Согласно универсальной традиции, привидениям свойственна межеумочность – т. е. обреченность на пребывание между дольним и горним мирами, прикрепляющая их в основном к первому, но наделяющая и какими-то чертами второго. Вместе со своим отцом в такой выморочно загробной зоне находится и героиня, за которую сражается Лугин. С другой стороны, обладая, как подчеркивается в повести, всей полнотой бытия, она уже в силу этого обстоятельства соединяет в себе оба этих мира – иными словами, получается, что абсолют в своем синкретизме как-то соприроден обычным фантомам, форму которых он и принял в ее случае. Чем же тогда различаются старик и дочь в своей метафизической сущности? В «Штоссе» немало и других неясностей, которые говорят о том, что Лермонтов поставил перед собой заведомо неразрешимую задачу с неполными исходными данными.

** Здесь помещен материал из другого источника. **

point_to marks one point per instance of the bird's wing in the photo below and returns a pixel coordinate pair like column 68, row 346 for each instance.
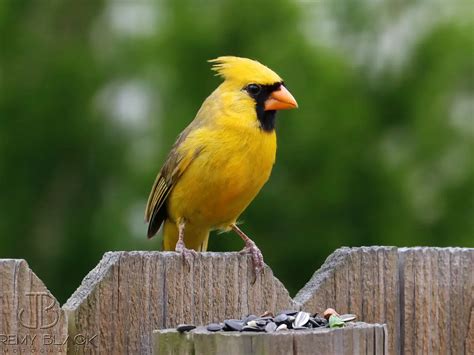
column 175, row 165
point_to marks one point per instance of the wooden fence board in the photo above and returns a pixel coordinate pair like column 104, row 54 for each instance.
column 343, row 341
column 31, row 320
column 424, row 295
column 131, row 293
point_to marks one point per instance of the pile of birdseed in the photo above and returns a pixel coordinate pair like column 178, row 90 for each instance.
column 285, row 320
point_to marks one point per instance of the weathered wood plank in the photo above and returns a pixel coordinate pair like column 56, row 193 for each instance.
column 31, row 320
column 424, row 295
column 344, row 341
column 129, row 294
column 437, row 295
column 363, row 281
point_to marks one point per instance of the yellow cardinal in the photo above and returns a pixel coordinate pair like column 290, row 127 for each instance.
column 221, row 160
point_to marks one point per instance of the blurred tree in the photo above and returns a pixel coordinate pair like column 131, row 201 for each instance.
column 93, row 94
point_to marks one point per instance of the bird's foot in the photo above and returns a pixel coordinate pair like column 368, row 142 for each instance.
column 257, row 257
column 188, row 254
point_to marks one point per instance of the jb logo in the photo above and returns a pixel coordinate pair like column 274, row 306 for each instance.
column 41, row 311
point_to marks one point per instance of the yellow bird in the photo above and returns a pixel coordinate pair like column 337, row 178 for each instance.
column 221, row 160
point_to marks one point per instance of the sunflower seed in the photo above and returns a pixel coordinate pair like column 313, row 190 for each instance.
column 214, row 327
column 248, row 328
column 270, row 327
column 185, row 328
column 252, row 323
column 249, row 318
column 282, row 317
column 301, row 319
column 289, row 312
column 347, row 317
column 233, row 324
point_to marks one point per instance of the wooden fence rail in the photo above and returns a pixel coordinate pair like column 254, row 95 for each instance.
column 423, row 295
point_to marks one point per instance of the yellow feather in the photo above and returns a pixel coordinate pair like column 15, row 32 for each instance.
column 220, row 162
column 244, row 71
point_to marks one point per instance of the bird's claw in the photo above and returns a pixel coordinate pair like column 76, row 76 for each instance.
column 188, row 254
column 257, row 258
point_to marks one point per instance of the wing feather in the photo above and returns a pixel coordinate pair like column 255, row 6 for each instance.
column 175, row 165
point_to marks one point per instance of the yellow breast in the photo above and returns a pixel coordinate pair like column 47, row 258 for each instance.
column 224, row 178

Круг этих данных мы теперь попробуем определить с большей отчетливостью. На очереди – вопрос о космологической природе эротического образа и о соответствующей креативной миссии, принятой на себя героями.
5. Украшение и эстетическое восполнение мира
Самая простая и вместе с тем величественная роль, которую на стадии эротической эйфории романтики – как западные, так и русские – приписывают обретенному идеалу, – его способность отображать в себе все божественные чары мироздания; а эти последние, в свою очередь, раскрывают герою запечатленный в них облик возлюбленной. Ср. хотя бы в «Лунатике» Вельтмана: «О, как хорош мир, когда все красоты его сливаются в одно существо, и это существо подле сердца»[1044]. В таких панегириках различимы, конечно, отзвуки Песни песней и огромной европейской традиции, усвоившей ее опыт.

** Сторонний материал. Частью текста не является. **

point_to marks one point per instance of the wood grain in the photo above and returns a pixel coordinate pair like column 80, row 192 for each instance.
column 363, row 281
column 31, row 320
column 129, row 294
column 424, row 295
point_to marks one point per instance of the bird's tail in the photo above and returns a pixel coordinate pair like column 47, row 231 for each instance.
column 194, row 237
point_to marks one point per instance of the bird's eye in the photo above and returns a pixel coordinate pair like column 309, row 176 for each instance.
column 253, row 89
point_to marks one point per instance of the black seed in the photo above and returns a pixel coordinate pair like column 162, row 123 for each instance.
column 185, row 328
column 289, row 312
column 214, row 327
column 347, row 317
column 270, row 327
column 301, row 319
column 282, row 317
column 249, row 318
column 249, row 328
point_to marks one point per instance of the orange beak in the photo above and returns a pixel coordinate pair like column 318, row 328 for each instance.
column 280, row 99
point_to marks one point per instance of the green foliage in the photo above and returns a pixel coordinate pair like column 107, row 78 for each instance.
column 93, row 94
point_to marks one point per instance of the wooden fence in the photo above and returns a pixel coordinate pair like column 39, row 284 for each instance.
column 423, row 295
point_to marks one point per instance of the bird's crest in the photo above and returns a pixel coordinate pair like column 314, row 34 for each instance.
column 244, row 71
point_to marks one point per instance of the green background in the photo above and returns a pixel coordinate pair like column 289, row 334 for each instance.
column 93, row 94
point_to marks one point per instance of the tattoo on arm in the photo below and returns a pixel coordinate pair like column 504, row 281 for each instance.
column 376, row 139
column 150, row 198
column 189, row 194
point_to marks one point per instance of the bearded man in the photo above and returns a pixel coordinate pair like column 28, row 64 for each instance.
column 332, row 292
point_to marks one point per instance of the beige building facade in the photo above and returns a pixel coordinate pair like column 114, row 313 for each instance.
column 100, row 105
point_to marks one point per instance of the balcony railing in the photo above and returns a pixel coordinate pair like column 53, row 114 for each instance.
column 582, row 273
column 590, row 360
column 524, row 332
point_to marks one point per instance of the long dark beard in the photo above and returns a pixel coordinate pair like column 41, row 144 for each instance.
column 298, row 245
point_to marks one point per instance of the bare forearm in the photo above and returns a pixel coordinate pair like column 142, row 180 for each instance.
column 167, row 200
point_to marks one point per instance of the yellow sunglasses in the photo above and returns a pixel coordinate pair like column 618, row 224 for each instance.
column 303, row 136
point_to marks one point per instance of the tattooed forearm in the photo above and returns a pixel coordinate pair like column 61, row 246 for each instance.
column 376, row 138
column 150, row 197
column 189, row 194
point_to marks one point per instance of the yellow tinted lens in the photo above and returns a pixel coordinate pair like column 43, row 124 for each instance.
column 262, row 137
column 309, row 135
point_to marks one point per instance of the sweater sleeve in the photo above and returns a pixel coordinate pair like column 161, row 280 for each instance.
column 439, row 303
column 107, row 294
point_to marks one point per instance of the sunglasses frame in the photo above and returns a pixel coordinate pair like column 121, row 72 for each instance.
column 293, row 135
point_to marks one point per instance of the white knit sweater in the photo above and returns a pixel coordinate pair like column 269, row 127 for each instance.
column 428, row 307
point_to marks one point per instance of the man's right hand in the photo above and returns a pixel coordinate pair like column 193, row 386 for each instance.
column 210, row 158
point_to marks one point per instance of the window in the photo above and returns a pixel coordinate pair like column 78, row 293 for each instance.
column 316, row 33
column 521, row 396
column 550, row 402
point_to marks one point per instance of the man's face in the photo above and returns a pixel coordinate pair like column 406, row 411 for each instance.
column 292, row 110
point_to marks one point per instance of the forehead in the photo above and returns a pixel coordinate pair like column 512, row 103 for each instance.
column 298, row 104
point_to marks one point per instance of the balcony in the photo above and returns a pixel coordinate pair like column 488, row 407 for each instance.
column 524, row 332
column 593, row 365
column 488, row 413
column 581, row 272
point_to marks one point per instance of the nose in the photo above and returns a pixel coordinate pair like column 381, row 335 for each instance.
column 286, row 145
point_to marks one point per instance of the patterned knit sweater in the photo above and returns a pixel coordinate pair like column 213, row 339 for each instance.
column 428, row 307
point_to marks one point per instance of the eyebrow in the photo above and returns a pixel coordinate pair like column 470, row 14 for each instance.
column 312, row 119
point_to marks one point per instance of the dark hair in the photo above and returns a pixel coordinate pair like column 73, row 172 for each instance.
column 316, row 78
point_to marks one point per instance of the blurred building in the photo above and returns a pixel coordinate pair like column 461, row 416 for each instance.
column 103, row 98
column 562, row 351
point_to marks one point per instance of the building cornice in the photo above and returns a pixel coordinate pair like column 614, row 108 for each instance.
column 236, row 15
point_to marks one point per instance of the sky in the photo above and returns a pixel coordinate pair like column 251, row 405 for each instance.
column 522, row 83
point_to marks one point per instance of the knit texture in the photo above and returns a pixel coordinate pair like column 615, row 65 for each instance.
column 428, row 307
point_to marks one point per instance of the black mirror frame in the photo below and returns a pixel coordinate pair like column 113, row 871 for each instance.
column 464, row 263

Уже в русской сентименталистской поэтике возлюбленная словно вбирает в себя «все красоты» обожаемой природы или же становится их прямым олицетворением. Это умиление, при всей его гривуазной условности, удерживает религиозный колорит, а зачастую типологически совпадает с мистическим мироощущением, известным нам по бесчисленным свидетельствам. Вот одно из них. Странствующий исихаст второй половины XIX столетия, который непрестанно творит «Иисусову молитву», проецирует свой восторг вовне (в то же время сохраняя, кстати сказать, полнейшее равнодушие к жизни ближних): «Все и наружное представлялось мне в восхитительном виде и все влекло к любви и благодарению Бога: люди, дерева, растения, животные – все было мне как родное, на всем я находил изображение имени Иисуса Христа»[1045].